Qu'arrive t'il à l'autre moité? quel sera son temps de séjour dans l'atmosphère? La température des océans grimpe ce qui veut dire diminution du puits de carbone. Pour les puits de carbone terrestres, on sait qu'il sont peu important en regard de l'océan.

Je répète Segalstad n'a jamais rîen publié dans une revue scientifique et à ce titre ne peut pas être relecteur Segalstad fait comme Allègre, il ment. enfin bref de toutes manières il se plante. Au fait quel est son lien de dépendance avec le lobby pétrolier qu'il défend bec et ongles.

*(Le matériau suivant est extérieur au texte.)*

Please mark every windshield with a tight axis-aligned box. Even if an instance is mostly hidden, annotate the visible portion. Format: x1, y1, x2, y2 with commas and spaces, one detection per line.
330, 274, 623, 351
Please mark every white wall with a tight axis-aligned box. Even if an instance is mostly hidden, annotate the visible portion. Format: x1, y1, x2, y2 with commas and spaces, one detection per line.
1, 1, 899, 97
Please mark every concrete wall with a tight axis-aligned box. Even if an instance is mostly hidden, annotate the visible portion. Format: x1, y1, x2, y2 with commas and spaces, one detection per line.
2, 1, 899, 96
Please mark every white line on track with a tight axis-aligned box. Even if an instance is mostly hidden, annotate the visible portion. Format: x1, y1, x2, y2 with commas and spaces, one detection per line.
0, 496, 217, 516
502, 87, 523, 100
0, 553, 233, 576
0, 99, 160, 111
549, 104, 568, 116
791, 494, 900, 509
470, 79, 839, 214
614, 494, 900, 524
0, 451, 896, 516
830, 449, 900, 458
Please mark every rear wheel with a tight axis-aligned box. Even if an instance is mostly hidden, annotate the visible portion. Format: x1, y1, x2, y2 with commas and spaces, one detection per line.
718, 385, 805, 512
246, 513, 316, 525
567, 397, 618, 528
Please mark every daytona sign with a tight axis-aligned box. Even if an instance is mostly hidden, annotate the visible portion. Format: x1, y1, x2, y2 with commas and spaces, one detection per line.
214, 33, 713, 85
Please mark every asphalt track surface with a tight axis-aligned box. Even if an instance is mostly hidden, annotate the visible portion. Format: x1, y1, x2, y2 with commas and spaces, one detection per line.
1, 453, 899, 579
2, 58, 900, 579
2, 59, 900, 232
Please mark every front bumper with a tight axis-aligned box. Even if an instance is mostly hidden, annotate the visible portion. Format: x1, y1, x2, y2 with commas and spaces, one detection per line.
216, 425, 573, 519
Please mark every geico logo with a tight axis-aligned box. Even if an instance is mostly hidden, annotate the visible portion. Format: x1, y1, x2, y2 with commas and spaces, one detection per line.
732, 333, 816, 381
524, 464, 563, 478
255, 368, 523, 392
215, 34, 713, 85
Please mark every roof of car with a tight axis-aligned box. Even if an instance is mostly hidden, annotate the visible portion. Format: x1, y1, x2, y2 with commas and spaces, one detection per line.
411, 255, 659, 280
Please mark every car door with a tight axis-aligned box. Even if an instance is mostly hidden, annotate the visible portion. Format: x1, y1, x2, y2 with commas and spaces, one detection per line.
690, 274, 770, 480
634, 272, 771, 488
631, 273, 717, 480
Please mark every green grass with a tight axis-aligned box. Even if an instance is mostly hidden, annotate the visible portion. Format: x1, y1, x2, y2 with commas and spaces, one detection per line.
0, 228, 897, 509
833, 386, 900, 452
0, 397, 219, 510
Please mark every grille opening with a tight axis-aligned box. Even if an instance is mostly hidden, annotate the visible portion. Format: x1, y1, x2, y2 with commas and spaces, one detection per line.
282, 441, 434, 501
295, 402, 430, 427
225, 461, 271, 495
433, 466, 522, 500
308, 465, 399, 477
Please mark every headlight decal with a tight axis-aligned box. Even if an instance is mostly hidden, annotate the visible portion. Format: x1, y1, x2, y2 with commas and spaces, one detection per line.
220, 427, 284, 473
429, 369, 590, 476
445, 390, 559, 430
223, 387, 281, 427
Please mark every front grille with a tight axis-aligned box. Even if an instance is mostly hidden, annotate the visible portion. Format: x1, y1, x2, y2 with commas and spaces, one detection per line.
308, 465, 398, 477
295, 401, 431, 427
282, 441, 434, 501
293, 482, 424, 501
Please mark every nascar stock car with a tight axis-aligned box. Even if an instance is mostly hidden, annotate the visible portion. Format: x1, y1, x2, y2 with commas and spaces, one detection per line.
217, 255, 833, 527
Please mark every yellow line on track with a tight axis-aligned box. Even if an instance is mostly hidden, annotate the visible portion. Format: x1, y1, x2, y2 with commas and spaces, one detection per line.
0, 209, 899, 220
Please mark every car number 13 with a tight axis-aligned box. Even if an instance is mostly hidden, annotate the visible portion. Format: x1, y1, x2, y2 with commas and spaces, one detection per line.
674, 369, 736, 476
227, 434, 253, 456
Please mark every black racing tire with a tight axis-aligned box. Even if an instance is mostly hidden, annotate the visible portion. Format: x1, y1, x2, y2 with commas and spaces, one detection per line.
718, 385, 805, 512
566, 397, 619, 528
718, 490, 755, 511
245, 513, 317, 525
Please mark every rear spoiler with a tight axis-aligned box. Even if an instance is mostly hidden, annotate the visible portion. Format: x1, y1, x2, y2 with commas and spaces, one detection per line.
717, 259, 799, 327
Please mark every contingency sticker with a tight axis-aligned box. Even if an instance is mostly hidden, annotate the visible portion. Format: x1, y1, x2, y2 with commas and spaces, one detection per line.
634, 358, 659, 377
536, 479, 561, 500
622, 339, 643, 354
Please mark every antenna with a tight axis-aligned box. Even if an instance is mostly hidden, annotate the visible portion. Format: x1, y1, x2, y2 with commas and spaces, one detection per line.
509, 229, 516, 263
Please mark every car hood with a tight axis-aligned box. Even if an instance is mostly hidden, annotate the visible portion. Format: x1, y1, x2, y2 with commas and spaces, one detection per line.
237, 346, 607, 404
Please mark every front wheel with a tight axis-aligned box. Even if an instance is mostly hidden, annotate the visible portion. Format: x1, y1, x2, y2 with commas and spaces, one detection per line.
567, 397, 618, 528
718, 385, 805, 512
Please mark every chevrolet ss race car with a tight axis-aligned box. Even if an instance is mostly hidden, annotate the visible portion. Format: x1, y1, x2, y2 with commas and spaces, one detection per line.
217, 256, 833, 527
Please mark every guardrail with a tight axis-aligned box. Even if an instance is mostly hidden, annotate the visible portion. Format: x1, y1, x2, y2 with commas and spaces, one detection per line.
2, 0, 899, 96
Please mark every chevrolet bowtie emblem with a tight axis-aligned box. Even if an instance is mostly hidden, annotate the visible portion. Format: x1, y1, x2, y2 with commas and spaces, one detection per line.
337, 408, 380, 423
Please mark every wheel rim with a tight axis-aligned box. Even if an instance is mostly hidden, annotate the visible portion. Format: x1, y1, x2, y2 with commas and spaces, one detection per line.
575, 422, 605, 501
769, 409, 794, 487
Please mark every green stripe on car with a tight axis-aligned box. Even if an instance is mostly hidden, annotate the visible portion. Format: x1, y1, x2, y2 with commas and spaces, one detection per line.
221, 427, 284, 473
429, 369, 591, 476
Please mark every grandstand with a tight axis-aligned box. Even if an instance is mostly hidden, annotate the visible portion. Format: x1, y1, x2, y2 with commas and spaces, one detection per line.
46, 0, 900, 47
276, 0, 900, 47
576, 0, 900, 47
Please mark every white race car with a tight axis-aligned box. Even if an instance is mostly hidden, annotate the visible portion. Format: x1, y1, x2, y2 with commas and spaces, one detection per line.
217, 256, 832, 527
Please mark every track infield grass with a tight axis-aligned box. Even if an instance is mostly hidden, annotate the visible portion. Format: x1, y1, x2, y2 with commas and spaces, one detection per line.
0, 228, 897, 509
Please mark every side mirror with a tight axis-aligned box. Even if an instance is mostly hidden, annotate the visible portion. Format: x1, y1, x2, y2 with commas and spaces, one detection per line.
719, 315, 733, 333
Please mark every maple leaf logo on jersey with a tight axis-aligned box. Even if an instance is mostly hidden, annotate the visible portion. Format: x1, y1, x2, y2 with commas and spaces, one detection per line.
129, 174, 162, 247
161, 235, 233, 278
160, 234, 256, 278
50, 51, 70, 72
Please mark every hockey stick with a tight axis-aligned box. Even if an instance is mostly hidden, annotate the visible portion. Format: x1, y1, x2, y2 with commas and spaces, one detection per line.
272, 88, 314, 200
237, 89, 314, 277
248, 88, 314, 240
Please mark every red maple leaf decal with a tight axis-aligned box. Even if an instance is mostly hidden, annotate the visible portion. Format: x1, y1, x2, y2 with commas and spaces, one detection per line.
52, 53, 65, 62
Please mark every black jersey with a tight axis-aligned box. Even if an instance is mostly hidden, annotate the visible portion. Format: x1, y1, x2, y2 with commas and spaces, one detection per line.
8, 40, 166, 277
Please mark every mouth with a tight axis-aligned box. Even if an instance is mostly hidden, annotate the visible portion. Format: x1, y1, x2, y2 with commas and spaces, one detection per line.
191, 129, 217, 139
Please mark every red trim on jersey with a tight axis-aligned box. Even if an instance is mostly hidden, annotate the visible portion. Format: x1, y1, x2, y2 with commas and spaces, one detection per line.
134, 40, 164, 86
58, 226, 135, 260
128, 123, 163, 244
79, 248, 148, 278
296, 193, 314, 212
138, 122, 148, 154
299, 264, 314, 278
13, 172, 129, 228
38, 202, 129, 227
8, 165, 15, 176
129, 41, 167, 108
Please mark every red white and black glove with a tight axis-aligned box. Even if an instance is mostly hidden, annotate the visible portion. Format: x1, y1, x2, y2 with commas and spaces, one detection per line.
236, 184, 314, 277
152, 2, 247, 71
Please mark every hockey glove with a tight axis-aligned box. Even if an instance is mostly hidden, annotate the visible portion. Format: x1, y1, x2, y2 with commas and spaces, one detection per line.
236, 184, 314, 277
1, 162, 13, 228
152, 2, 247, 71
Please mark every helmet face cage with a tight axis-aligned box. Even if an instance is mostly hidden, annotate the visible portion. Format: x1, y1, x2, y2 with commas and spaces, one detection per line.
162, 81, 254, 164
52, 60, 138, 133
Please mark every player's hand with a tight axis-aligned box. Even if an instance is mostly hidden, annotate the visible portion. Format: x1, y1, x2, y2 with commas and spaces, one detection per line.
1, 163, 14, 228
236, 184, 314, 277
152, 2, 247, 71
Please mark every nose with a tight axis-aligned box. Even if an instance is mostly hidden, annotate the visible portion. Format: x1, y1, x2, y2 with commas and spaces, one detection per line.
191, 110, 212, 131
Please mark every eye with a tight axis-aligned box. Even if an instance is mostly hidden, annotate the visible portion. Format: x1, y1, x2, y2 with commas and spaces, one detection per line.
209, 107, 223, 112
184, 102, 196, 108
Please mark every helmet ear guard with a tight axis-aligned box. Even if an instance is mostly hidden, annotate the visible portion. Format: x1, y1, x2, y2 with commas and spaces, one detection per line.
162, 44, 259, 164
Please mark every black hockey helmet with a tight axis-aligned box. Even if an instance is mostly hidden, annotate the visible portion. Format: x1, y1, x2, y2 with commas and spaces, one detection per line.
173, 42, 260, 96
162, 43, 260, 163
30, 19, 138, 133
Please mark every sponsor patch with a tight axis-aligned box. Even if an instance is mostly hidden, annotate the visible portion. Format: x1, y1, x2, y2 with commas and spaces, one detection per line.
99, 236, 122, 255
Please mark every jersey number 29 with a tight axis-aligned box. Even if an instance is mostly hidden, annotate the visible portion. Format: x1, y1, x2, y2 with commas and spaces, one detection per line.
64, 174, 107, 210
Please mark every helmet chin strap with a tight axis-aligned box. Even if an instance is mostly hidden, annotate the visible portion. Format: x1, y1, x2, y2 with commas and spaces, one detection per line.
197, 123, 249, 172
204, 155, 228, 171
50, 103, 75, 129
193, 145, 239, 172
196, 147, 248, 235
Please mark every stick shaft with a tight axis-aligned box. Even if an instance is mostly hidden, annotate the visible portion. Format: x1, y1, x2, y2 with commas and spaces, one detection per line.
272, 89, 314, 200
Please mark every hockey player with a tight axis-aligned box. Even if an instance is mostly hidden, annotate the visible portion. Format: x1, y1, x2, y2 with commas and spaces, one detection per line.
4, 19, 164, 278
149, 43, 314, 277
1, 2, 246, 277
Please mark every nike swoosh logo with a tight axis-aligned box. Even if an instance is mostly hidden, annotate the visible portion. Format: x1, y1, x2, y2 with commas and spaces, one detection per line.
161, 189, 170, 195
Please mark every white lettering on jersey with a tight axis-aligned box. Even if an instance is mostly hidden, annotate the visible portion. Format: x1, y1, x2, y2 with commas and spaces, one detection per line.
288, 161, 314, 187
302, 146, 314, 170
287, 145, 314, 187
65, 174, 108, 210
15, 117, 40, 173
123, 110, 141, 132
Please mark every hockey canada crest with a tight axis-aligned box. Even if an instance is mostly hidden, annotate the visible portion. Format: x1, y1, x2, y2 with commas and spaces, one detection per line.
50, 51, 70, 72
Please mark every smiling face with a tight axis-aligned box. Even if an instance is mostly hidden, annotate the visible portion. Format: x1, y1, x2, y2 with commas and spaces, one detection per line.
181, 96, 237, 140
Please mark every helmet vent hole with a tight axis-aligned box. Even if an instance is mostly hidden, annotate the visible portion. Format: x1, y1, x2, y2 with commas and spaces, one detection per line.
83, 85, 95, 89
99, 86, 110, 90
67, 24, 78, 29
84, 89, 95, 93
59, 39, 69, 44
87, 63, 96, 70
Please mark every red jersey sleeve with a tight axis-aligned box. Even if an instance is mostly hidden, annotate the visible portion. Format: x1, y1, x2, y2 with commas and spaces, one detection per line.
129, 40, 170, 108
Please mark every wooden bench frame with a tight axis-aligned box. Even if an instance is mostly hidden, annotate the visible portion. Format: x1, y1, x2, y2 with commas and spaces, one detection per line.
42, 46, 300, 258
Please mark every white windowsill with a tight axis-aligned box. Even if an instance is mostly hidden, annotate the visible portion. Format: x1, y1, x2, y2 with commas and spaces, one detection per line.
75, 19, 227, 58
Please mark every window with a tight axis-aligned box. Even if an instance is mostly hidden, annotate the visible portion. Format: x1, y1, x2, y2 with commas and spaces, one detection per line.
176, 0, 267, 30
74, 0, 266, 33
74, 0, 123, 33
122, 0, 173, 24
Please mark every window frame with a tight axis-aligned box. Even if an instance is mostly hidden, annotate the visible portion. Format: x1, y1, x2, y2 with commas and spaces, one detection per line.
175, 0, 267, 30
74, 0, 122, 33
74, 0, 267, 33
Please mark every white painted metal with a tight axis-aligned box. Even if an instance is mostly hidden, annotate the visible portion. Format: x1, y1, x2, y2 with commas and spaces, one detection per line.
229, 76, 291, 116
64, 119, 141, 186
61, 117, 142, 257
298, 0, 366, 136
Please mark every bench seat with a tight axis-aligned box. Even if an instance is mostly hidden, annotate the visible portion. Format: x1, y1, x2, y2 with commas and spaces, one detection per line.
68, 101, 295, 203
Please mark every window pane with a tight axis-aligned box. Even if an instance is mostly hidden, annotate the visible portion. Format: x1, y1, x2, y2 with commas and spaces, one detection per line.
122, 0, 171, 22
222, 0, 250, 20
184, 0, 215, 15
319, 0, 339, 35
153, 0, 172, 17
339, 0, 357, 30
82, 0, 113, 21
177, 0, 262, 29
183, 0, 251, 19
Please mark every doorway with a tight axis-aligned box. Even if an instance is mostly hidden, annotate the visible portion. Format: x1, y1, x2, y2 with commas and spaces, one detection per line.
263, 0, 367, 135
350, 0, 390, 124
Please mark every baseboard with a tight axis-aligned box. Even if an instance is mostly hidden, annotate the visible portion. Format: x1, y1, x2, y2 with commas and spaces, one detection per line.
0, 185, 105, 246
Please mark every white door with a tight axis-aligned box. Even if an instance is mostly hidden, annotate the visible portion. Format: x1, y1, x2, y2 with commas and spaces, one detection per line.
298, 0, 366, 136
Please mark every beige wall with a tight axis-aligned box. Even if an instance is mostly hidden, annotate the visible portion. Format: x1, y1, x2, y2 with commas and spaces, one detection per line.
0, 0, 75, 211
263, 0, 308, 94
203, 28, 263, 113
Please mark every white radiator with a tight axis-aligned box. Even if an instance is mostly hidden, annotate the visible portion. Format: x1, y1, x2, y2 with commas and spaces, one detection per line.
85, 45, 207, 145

Enfin pour conclure, je voudrais souligner votre manque de cohérence, d'un coté vous acceptez l'idée d'un réchauffement climatique non anthropique et d'un autre vous niez l'existence même d'un réchauffement.

Elfe1 @

l'inversion des pôles est prévue dans quelques milliers d'années. Pour le reste vous confondez rayonnement solaire et rayonnement cosmique.




avatar craps languidic -

"""""vous niez l'existence même d'un réchauffement""""

Certainement pas, je range à l'avis de spécialistes comme Phil Jones qui reconnaissent un réchauffement non représentatif de 0,12 °C en 15 ans.